The Corners of His Mind
by Jeff Reichert
My Golden Days
Dir. Arnaud Desplechin, France, Magnolia Pictures
The specter of the Cold War hangs over My Golden Days, appropriate for our present moment, when Vladimir Putin is on the march, asserting Russian power aggressively in ways the world hasn’t seen since the heyday of the USSR. In Arnaud Desplechin’s latest, Paul Dédalus (Mathieu Amalric), the neurotic lovelorn hero of 1996’s My Sex Life . . . or How I Got Into an Argument, en route to Paris for the first time in years on a diplomatic pouch, is pulled aside at the airport by the authorities due to an issue with his passport. It seems there’s another Paul Dédalus, a “homonym,” with the same date and location of birth roaming the globe. Paul is brusquely frisked and taken into a dark cell lit only by a harsh fluorescent and interrogated by a dead serious André Dussollier. Is My Golden Days some kind of spy thriller?

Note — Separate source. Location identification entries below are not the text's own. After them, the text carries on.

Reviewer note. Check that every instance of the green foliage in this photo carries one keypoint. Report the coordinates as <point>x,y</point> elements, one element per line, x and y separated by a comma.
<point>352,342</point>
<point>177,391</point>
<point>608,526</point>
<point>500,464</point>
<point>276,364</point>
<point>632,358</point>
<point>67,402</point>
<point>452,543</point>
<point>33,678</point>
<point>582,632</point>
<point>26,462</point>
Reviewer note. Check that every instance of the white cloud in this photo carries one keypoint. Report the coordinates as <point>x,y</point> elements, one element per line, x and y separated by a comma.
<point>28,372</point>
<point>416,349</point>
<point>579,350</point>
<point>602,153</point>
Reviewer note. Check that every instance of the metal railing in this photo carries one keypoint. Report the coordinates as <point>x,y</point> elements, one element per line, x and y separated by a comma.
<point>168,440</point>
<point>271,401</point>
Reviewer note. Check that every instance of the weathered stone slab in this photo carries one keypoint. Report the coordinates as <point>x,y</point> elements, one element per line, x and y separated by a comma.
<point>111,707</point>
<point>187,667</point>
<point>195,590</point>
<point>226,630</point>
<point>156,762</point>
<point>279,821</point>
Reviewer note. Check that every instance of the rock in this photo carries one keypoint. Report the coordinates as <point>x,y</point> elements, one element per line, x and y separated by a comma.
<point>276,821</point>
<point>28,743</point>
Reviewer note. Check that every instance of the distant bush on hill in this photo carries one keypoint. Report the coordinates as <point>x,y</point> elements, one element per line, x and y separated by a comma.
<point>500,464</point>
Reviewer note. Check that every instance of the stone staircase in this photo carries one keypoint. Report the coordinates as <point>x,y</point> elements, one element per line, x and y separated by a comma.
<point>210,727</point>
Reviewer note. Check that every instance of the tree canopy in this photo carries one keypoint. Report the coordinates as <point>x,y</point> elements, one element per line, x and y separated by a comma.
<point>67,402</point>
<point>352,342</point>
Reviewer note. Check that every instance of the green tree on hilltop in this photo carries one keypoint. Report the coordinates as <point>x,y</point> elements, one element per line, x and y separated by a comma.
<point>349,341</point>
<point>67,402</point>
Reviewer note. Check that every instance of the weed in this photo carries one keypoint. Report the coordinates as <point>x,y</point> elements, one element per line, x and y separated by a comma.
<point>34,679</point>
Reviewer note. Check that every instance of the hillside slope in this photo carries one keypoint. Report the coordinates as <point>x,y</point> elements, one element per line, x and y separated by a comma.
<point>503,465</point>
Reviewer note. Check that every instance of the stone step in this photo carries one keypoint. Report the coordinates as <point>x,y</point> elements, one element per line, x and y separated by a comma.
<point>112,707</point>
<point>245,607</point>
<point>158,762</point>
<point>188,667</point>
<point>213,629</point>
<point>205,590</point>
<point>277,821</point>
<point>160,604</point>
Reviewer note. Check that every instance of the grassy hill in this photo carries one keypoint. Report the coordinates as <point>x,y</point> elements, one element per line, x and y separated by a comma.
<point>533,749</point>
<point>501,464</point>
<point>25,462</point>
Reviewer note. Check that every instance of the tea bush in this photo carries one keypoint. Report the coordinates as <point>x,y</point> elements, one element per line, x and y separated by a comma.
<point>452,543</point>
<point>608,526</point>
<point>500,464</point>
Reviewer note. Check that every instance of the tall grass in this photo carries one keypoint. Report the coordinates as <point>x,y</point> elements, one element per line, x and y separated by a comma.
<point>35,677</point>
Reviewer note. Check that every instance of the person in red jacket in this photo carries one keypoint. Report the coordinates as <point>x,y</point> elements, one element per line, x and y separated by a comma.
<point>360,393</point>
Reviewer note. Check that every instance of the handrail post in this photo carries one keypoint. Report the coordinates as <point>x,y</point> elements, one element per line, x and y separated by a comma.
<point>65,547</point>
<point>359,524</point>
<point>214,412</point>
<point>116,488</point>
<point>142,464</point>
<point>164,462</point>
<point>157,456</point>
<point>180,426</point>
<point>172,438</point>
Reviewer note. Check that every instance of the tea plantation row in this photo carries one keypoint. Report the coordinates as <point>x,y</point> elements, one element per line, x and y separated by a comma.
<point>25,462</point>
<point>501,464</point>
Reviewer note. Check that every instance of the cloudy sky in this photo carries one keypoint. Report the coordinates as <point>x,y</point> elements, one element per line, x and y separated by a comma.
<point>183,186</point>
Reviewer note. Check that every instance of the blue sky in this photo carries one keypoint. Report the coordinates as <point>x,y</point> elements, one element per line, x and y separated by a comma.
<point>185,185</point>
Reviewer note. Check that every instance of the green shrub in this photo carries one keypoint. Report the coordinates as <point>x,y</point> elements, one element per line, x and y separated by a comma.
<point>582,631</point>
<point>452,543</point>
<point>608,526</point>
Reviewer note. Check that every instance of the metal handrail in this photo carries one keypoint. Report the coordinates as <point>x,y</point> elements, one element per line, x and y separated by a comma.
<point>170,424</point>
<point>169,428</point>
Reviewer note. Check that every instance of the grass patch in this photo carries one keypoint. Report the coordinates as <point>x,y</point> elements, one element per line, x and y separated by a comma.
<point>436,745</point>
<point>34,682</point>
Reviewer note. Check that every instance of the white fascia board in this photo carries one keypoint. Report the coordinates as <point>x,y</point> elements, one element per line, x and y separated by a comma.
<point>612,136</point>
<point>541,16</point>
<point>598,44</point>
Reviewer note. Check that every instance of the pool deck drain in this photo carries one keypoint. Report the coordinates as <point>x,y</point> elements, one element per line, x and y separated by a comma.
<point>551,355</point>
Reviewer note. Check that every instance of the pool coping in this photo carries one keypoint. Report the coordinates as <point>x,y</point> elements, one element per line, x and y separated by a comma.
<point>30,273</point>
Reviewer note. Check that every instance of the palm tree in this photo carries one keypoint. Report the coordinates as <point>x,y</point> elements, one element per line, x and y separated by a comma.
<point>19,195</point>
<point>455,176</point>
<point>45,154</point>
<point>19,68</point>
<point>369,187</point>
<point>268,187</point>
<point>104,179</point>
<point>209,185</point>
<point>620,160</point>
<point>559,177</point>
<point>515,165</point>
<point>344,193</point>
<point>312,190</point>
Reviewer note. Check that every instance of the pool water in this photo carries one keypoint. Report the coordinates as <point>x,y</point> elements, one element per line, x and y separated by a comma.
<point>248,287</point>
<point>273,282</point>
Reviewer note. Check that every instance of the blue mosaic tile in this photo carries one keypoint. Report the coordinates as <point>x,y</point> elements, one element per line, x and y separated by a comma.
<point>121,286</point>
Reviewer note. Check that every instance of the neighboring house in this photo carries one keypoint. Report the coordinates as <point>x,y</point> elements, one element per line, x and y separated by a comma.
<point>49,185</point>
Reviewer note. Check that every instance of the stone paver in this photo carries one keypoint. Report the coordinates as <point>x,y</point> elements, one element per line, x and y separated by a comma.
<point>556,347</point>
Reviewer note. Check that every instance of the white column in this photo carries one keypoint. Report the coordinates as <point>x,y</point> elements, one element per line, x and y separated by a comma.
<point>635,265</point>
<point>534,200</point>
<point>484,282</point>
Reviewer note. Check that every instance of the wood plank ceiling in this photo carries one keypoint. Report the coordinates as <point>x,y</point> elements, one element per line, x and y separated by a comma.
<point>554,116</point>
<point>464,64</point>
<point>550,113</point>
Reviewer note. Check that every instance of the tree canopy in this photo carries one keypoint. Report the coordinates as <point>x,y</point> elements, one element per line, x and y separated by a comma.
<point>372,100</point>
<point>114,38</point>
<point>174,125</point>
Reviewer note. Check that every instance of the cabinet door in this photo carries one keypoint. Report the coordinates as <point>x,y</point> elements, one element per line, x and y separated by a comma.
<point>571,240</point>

Not exactly. As in Desplechin’s La sentinelle (1992), which used an apocryphal anecdote about Churchill and Stalin carving up Europe before Roosevelt’s arrival on the scene in Yalta to stack its deck with free-flowing paranoia, this interrogation exists only to spark Paul into a flashback of his youth. It’s also the beginning of the film’s second of three chapters (the French title Trois souvenirs de ma jeunesse does a somewhat better job than the English version of letting viewers know what they’re in for). By this point we’ve already seen Paul on the eve of leaving yet another lover in an apartment in Dushanbe and witnessed a particularly harrowing flashback. His soft voiceover—“I remember . . . I remember”— contrasts sharply with the next shot, of a harshly lit prepubescent Paul (Antoine Bui, uncannily Amalric-like with big eyes and a shock of messy brown hair) at the top of a set of stairs in the dark of night brandishing a knife at his mother and screaming at her. She, for her part, looks like some kind of succubus, eyes just as wide as Paul’s but filled with malice as opposed to terror as she advances on him.
Seconds later, their tense altercation gives way to a moment of tenderness—Paul’s younger sister, Delphine, places a blanket over him, asleep where he fell at the top of the stairs. His mother is passed out on the landing below; unleashed rage culminating in an exhausted standoff. The easy navigation of the juxtapositions—adult Paul in bed with a lover he’s about to leave; young Paul at the height of fear and anger; an intense conflict defused by sleep and capped by love—over the course of just a few minutes of screen time is textbook Desplechin. The next scene finds Paul moving away from home to live with his grandmother. His mother commits suicide not long after, crippling his father, Abel (Olivier Rabourdin), and bringing the first section of My Golden Days to a close.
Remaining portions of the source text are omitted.